Dans un entretien accordé à l’AFP, le président de l’ONG médicale, le chirurgien grec Christos Christou est revenu sur ce sauvetage opéré dans l’urgence et a dénoncé la décision des autorités italiennes, affirmant que leur intention est de « criminaliser l’aide humanitaire fournie par les navires » humanitaires.
Le responsable a récusé les accusations de l’Italie selon lesquelles l’ONG n’aurait pas préalablement prévenu les autorités de coordination lors de multiples sauvetages effectués le 23 août. Selon Christos Christou, ce jour-là, alors que le navire humanitaire venait d’effectuer un sauvetage et qu’il suivait les instructions des autorités italiennes pour se rendre au port, il a repéré un autre bateau de migrants en détresse.
« Les gens sautaient dans la mer. Ils étaient là, sans défense, sans gilet de sauvetage », a -t-il expliqué.
« Nous avons essayé de recontacter les garde-côtes libyens, mais ils n’ont pas répondu. En regardant les gens dans la mer, à ce moment-là, la seule chose à faire était de leur tendre la main et de les sortir de l’eau ».
Immobilisation de bateaux et ports lointains
Il s’agissait de la troisième immobilisation du Geo Barents en vertu d’un décret-loi italien datant de janvier 2023, qui a également bloqué des navires de sauvetage d’autres ONG comme SOS Méditerranée, Sea-Eye et Sea-Watch pour des périodes pouvant aller jusqu’à 60 jours, des immobilisations souvent annulées dans le passé par les tribunaux italiens, la dernière fois en juin.

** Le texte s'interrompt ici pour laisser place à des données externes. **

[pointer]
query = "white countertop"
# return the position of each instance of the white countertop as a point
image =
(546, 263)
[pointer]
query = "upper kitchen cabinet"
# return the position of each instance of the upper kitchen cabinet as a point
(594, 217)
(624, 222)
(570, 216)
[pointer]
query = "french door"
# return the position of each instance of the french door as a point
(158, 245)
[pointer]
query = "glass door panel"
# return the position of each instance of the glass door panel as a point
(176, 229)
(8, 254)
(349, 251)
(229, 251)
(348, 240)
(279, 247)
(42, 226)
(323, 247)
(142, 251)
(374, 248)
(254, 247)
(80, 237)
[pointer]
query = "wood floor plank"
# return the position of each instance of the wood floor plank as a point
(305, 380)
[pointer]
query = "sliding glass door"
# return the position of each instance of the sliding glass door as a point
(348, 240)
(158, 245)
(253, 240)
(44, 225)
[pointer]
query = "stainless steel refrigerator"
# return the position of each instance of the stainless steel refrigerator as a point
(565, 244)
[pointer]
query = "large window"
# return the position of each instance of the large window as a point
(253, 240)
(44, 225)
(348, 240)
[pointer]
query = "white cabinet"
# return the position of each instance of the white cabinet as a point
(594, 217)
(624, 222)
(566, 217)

Right now, Italy is blocking our ship. The Italian authorities are systematically sabotaging the entire civil fleet. Just hours ago, the Salerno court suspended the unlawful blockade of @MSF_Sea's rescue ship. While 🇮🇹 breaks the law, people on the move are paying the price. pic.twitter.com/2MIh5qaPQz
— Sea-Watch International (@seawatch_intl) September 11, 2024
Les détentions de navires de sauvetage par l’Italie s’inscrivent dans un « ensemble de mesures et de moyens visant à créer des obstacles à ce que nous faisons en Méditerranée », selon Christos Christou.

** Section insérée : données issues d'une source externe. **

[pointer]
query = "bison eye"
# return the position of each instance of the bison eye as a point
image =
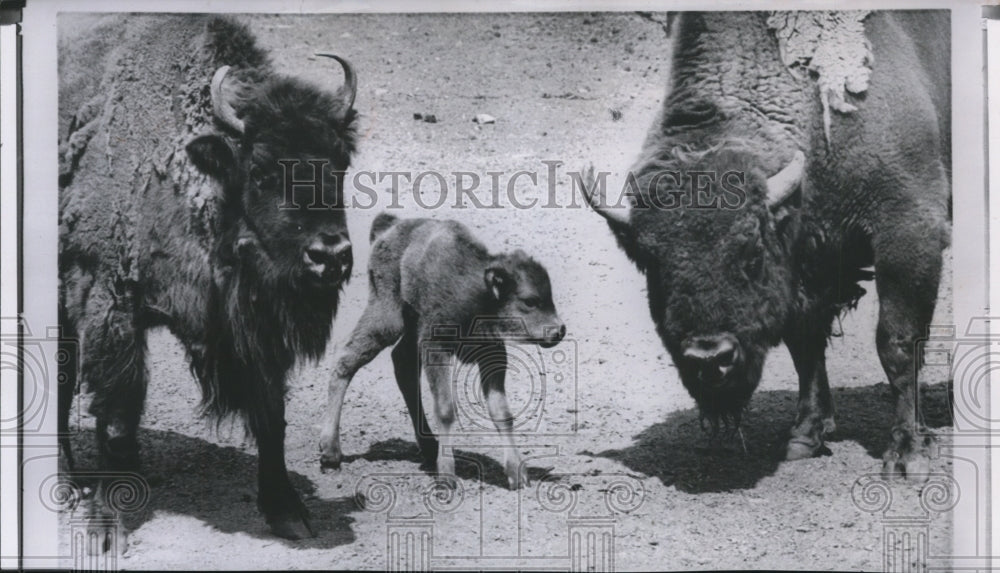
(256, 175)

En vertu de la loi italienne, les navires des ONG sont tenus de n’effectuer qu’un seul sauvetage à la fois, une disposition qui met les vies d’autres migrants en danger, dénoncent les humanitaires. Ils sont également obligés de débarquer les migrants dans des ports éloignés, ce qui augmente les délais et les coûts de retour en mer pour d’autres sauvetages.
Depuis 2017, l’Italie et le gouvernement libyen de Tripoli, soutenu par l’ONU, se sont associés dans le cadre d’un accord controversé sur les migrants approuvé par l’Union européenne (UE). Cet accord permet, selon des ONG de défense des droits humains, de renvoyer des milliers de migrants en Libye où ils subissent des tortures et des abus dans des centres de détention.

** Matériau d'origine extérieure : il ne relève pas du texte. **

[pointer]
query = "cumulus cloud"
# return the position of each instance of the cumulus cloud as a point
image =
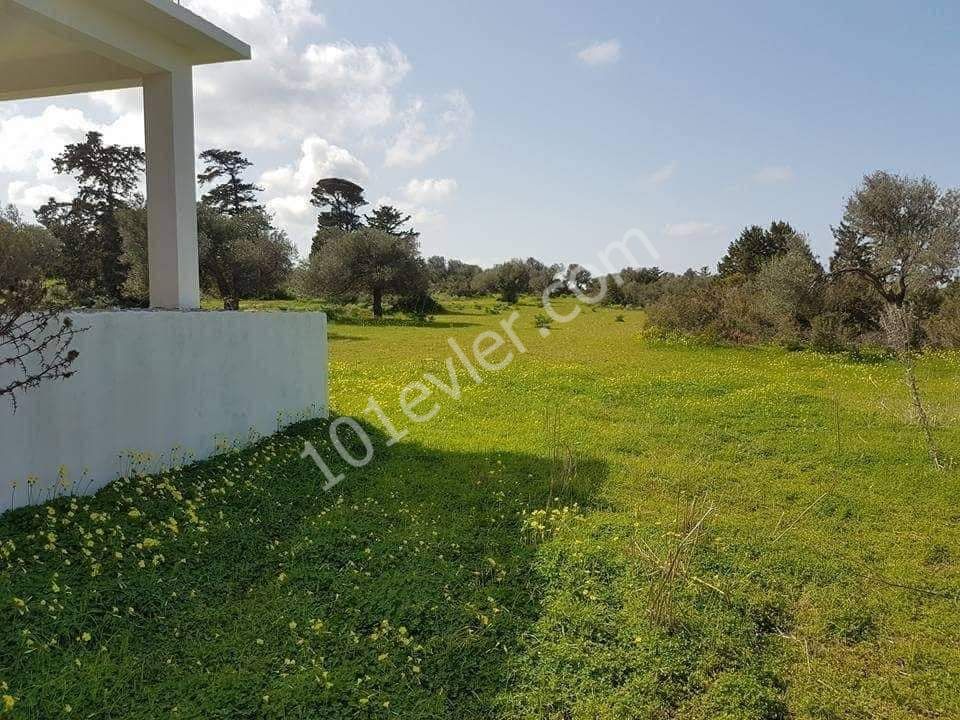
(287, 188)
(692, 228)
(773, 174)
(292, 86)
(30, 142)
(342, 96)
(429, 190)
(422, 136)
(600, 53)
(27, 196)
(420, 216)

Dans le cadre de cet accord, l’Italie fournit une formation et un financement aux garde-côtes libyens afin d’endiguer les départs de migrants ou de renvoyer en Libye ceux qui sont déjà en mer.
La traversée de l’Afrique du Nord vers l’Europe, en Méditerranée centrale, est la route migratoire la plus meurtrière au monde. Au moins 2 526 migrants y sont morts ou y ont disparu l’année dernière, et au moins 1 116 depuis le début de l’année, selon l’Organisation internationale pour les migrations (OIM) qui a recensé plus de 17 000 morts ou disparus depuis 2014.